1. Called Aununu, or stem crushed, from the crushed or pulverised state of the stem of the yam at that time. Others say it was so named from multitudes of malicious demons supposed to be wandering about at that time. Even the fish of the sea were supposed to be possessed and unusually savage in this month. May is often an unhealthy month, being the time of transition from the wet season to the dry, and hence the crushing sickness and superstitious vagaries.

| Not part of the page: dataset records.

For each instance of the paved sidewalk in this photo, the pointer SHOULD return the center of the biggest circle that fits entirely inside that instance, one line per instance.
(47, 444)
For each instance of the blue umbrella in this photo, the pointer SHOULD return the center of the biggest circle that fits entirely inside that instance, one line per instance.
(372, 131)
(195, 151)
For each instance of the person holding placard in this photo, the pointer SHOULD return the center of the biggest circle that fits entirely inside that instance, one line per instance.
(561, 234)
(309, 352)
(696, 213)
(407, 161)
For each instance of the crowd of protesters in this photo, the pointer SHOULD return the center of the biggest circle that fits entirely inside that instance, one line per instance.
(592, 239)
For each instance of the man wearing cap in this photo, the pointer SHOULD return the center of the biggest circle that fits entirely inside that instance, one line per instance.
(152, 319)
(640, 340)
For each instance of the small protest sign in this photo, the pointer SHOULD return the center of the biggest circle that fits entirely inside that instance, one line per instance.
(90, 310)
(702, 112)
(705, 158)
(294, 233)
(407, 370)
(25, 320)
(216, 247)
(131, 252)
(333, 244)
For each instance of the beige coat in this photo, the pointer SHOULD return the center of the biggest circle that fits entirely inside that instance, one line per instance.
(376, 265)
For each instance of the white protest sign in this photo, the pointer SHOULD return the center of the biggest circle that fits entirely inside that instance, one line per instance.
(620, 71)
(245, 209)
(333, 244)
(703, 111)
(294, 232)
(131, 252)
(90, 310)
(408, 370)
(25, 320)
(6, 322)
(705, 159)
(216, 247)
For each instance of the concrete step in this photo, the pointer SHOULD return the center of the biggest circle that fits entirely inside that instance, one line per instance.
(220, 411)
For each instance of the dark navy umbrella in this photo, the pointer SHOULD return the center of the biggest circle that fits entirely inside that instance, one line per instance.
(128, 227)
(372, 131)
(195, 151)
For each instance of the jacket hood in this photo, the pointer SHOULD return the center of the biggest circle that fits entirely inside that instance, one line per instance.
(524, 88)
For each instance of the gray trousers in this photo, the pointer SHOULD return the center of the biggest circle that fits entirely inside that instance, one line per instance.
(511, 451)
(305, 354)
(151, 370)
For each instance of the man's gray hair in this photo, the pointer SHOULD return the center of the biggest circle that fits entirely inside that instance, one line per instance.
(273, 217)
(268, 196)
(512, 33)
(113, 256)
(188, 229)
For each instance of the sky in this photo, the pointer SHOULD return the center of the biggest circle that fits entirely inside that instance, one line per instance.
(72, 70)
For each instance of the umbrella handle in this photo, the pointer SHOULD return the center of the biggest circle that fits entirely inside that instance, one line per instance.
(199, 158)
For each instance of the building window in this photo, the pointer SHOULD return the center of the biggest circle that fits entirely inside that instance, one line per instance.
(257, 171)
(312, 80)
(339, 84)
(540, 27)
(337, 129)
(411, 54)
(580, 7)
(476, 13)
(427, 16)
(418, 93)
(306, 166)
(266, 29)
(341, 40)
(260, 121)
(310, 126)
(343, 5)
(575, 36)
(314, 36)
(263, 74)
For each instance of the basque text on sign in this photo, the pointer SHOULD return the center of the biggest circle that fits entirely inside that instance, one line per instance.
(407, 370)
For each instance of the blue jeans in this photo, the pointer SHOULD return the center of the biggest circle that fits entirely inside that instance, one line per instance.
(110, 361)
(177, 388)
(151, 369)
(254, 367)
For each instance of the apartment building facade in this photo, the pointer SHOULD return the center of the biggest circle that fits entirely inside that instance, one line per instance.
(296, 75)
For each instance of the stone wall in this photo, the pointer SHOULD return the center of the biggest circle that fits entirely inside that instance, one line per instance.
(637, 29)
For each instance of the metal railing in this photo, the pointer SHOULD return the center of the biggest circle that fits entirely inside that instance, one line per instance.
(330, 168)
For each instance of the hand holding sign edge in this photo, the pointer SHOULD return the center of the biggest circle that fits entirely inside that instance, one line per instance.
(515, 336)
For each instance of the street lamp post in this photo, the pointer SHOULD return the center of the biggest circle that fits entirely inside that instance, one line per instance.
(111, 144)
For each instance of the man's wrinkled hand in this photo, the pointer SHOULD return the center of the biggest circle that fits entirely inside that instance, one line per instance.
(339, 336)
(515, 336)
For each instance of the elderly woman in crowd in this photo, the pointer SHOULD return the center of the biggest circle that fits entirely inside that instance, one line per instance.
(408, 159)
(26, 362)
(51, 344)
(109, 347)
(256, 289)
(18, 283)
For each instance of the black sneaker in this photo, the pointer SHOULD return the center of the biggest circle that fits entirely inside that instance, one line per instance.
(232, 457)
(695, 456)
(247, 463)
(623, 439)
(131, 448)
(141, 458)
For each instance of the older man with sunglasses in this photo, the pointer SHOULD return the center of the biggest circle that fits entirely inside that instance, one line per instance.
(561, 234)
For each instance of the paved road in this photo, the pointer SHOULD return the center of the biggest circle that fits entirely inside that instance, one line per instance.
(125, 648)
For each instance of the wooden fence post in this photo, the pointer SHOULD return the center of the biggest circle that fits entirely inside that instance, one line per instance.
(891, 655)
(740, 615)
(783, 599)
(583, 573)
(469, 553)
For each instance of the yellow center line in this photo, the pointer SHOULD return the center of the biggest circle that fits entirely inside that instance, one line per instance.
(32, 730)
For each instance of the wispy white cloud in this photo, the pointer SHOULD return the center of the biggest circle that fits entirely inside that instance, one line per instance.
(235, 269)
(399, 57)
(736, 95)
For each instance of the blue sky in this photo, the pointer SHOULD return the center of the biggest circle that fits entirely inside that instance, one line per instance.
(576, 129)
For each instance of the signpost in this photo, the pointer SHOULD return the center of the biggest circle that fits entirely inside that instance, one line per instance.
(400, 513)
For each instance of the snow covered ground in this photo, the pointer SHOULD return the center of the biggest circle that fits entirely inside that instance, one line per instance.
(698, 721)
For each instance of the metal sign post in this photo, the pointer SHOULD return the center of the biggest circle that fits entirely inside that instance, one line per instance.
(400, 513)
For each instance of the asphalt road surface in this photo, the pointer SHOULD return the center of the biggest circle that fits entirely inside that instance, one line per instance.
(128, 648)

2. Called also on one island Sina, or white, from the worship of a goddess of that name there.

JUNE.

This month was called Oloamanu, or the singing of birds, it was thus named from the unusual joy among the birds over a plentiful supply of favourite buds and berries. The bright scarlet flowers of the "Erythrina indica" begin then to come out and attract a host of parrakeets and other happy chirpers.

JULY.

Called Palolo mua, or the first of Palolo. This is the first month of the half year, called the Palolo season in contradistinction to the other half, which is called the Trade-wind season. Palolo ( Palolo virides) is that singular worm which swarms out from certain parts of the barrier reefs for three days in the course of a year, of which the natives are very fond, and all the more so from its rareness. If the last quarter of the moon is late in October palolo is found the day before, the day of, and the day after, that quarter. If the last quarter of the moon is early in October palolo does not come till the last quarter of the November moon. The middle day, or the day of the quarter, is the principal day for gathering these swarms of marine worms.

AUGUST.

This month was called Palolo muli, or after Palolo. Pa means to burst, and lolo, fatty or oily, and hence probably the origin of the name in the fatty or oily appearance of the worms as they break, burst, and are mixed up in the heaps directly after they are taken. They are only found for about half an hour before sunrise, after sunrise they disappear.

SEPTEMBER.

1. Mulifa was the name given to this month which means end of the stem of the talo, or "arum esculentum." The month being unusually dry and parching, the scorching rays of the sun left little of the talo stem but a small piece at the end.

2. The end of the season for catching the fish called Fa, is another derivation of Mulifa given by some.

OCTOBER.

This month was called Lotuaga, or rain prayers. It was so called from the special prayers which were then offered to the gods for rain.

NOVEMBER.

Taumafamua was the name of this month, the first of plenty, that means, fish and other food became plentiful, and then followed what were called the palolo and fly-hook feasts. Public dinners in the houses of the leading men of the village were the order of the day.

DECEMBER.

This month was named Toetaumafa, or the finish of the feasting. Food now was less plentiful, and after some of the December gales or cyclones there was a great scarcity.